YNG TSONG. Septième empereur.
Remonte sur le trône, et règne de nouveau huit ans.


Dès que ce prince eut expiré, on présenta une requête à l’empereur, pour lui persuader de flétrir sa mémoire, et de biffer son nom de tous les actes publics, pour le punir d’avoir usurpé la couronne. L’empereur rejeta cette proposition, et il se contenta de ne lui faire rendre à ses obsèques, que les honneurs dûs à un prince du sang, qui est frère de l’empereur.

Yng tsong mourut âgé de trente-un ans la vingt-unième année du cycle. Il eut pour successeur son fils aîné nommé Hien tsong.


HIEN TSONG. Huitième empereur.
A régné vingt-trois ans.


Ce prince, qui était né de la seconde reine, dut sa couronne à la stérilité de l’impératrice.

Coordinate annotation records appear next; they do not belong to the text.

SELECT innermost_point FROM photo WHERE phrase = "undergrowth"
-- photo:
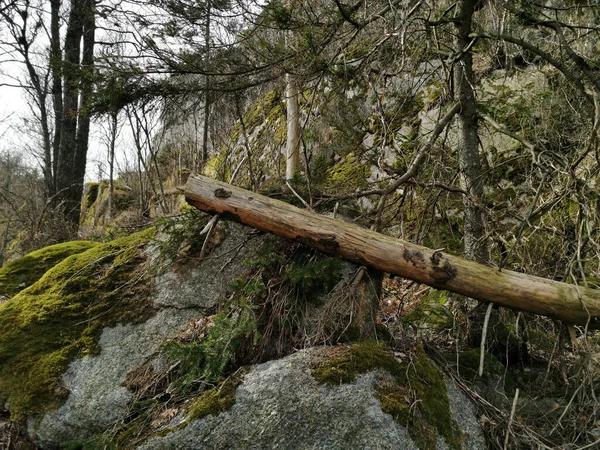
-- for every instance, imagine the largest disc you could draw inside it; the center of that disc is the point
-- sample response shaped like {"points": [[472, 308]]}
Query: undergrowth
{"points": [[61, 316]]}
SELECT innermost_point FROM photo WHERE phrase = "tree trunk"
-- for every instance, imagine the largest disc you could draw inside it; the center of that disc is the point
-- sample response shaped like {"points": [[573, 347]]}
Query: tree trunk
{"points": [[292, 154], [57, 90], [468, 146], [573, 304]]}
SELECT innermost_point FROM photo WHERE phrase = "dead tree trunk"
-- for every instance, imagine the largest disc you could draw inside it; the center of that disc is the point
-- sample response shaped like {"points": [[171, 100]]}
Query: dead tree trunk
{"points": [[573, 304]]}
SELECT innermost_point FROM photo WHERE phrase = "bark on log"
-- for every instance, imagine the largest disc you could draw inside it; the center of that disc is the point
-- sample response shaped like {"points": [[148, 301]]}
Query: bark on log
{"points": [[572, 304]]}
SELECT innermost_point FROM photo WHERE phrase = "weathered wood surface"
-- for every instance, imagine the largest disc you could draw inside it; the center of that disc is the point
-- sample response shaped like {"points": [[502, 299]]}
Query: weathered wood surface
{"points": [[572, 304]]}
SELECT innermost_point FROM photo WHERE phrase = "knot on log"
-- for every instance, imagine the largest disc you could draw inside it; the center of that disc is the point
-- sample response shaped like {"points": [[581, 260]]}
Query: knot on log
{"points": [[442, 270], [222, 193]]}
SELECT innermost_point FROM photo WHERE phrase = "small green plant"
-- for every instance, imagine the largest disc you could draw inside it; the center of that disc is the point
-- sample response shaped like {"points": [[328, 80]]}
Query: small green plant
{"points": [[207, 360], [415, 394], [181, 234]]}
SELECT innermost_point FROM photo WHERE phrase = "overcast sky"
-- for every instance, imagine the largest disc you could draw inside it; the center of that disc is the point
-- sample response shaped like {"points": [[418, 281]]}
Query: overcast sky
{"points": [[14, 108]]}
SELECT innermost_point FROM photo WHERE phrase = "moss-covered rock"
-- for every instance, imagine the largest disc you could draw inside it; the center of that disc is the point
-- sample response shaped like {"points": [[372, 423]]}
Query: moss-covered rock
{"points": [[415, 394], [23, 272], [495, 374], [60, 317], [431, 312], [280, 404]]}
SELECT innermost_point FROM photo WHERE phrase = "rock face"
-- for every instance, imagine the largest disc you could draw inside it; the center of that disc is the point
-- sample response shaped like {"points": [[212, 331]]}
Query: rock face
{"points": [[280, 405], [97, 396]]}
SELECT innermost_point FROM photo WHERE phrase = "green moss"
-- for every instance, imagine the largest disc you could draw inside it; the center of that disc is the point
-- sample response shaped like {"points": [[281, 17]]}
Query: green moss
{"points": [[61, 316], [468, 364], [95, 442], [216, 400], [348, 175], [23, 272], [415, 395], [431, 312]]}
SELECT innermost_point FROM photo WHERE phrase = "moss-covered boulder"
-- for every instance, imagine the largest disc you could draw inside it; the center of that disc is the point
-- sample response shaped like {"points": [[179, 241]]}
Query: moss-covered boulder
{"points": [[23, 272], [60, 317], [70, 342]]}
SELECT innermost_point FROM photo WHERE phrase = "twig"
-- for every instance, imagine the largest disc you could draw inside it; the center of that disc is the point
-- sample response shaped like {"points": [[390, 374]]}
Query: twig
{"points": [[214, 222], [486, 322], [510, 419]]}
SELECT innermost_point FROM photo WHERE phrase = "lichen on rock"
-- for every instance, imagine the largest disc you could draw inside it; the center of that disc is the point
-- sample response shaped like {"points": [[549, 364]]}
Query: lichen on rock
{"points": [[60, 317], [23, 272], [415, 393]]}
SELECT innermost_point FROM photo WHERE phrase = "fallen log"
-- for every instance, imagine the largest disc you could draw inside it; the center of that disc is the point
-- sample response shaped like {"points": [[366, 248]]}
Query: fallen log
{"points": [[573, 304]]}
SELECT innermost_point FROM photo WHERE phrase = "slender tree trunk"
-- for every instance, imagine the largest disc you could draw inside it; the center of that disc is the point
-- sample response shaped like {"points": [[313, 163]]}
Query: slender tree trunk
{"points": [[292, 162], [57, 91], [68, 142], [83, 116], [111, 162], [206, 87], [475, 245]]}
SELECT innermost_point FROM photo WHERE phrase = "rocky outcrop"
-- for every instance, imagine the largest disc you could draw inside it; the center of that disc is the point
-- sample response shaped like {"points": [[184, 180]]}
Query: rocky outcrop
{"points": [[281, 405], [122, 313]]}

Tout ce qu’on dit de lui, c’est qu’il était fort attaché à la secte des bonzes ; que l’année vingt-troisième du cycle il défit une armée de séditieux dans la province de Hou quang ; que la trente-sixième il tailla en pièces l’armée des Tartares, qui de temps en temps venaient piller des provinces de la Chine ; et que l’année suivante le roi de Corée ayant proposé une voie plus courte et plus facile de rendre son hommage, que par celle d’une ambassade, il n’y voulut jamais donner son consentement.

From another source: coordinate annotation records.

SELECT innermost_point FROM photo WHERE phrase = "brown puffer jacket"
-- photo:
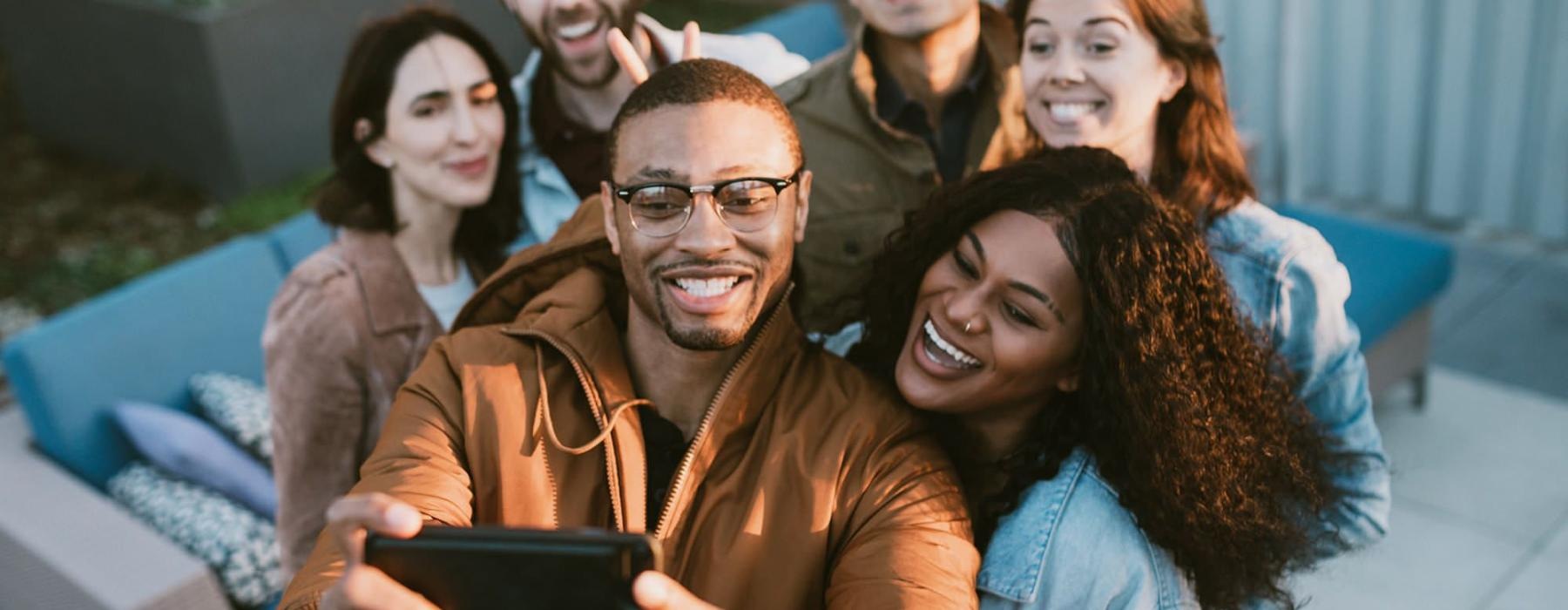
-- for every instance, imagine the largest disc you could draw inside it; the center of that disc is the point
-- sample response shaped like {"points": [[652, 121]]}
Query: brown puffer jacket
{"points": [[808, 485]]}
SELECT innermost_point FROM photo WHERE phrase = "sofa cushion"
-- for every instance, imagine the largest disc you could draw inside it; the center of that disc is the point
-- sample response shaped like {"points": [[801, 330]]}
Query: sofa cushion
{"points": [[190, 449], [239, 546], [143, 342], [239, 408], [1393, 272], [298, 237]]}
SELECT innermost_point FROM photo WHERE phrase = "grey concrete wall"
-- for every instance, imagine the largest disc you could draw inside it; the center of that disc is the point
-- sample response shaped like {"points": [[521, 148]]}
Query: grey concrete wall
{"points": [[226, 99]]}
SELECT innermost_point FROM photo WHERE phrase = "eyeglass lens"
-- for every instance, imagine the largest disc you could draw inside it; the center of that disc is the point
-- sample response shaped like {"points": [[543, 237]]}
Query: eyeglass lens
{"points": [[744, 206]]}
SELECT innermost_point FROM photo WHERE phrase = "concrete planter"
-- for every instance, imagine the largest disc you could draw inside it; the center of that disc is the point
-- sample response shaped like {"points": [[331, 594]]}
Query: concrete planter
{"points": [[227, 99]]}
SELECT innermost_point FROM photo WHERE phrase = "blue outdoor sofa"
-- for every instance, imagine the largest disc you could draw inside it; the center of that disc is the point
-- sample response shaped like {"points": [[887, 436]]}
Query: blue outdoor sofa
{"points": [[145, 339]]}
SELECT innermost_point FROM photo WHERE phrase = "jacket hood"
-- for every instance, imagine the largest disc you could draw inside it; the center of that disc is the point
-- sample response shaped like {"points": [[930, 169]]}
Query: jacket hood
{"points": [[579, 243]]}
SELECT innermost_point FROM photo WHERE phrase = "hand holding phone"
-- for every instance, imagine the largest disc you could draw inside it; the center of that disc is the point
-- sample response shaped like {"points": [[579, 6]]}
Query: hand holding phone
{"points": [[350, 519]]}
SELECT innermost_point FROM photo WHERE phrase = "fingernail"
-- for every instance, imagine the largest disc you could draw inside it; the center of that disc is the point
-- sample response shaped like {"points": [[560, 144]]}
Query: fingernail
{"points": [[652, 590], [402, 516]]}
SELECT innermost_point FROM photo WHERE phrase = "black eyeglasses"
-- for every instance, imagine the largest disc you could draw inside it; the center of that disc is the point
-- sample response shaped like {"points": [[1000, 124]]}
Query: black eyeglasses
{"points": [[745, 204]]}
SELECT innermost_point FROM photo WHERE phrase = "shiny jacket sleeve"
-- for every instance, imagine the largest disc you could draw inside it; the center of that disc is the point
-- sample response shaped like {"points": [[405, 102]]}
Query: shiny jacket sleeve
{"points": [[1322, 350], [315, 386], [907, 541], [419, 460]]}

Il mourut âgé de quarante-un ans, la quarante-quatrième année du cycle. Son fils aîné Hiao tsong, qui s’appelait Hong tchi, fut son successeur.


HIAO TSONG ou HONG TCHI. Neuvième empereur.
A régné dix-huit ans.


Dès la cinquième année de son règne, il déclara solennellement le prince qu’il avait choisi pour héritier de sa couronne. On blâme ce prince de son attachement pour les ridicules superstitions des bonzes, de son entêtement pour la chimie, et de son inclination pour les flatteurs.

La cinquante-deuxième année du cycle on amena à la cour le plus considérable des bonzes, qui s’était mis à la tête d’une troupe de séditieux, et qui fut fait prisonnier dans un combat. Tout bonze qu’il était, il eut la tête tranchée.

La Chine fut affligée sous ce règne de bien des calamités. La famine fut si grande dans les provinces d’occident, qu’on vit des pères manger leurs propres enfants. La peste, qui est un mal presque inconnu à la Chine, ravagea les provinces du midi vers l’Orient, et il y eut des tremblements de terre si affreux, que plusieurs milliers d’habitants y furent engloutis.


Cycle LXV. Année de J. C. 1504.

La première année de ce cycle fut remarquable par le regret que causa la mort de l’impératrice, et par les irruptions que firent les Tartares sur les terres de l’empire, et le grand butin qu’ils en remportèrent ; l’année suivante le fut encore davantage par la perte qu’on fit de l’empereur même. Il eut pour successeur son fils nommé Vou tsong.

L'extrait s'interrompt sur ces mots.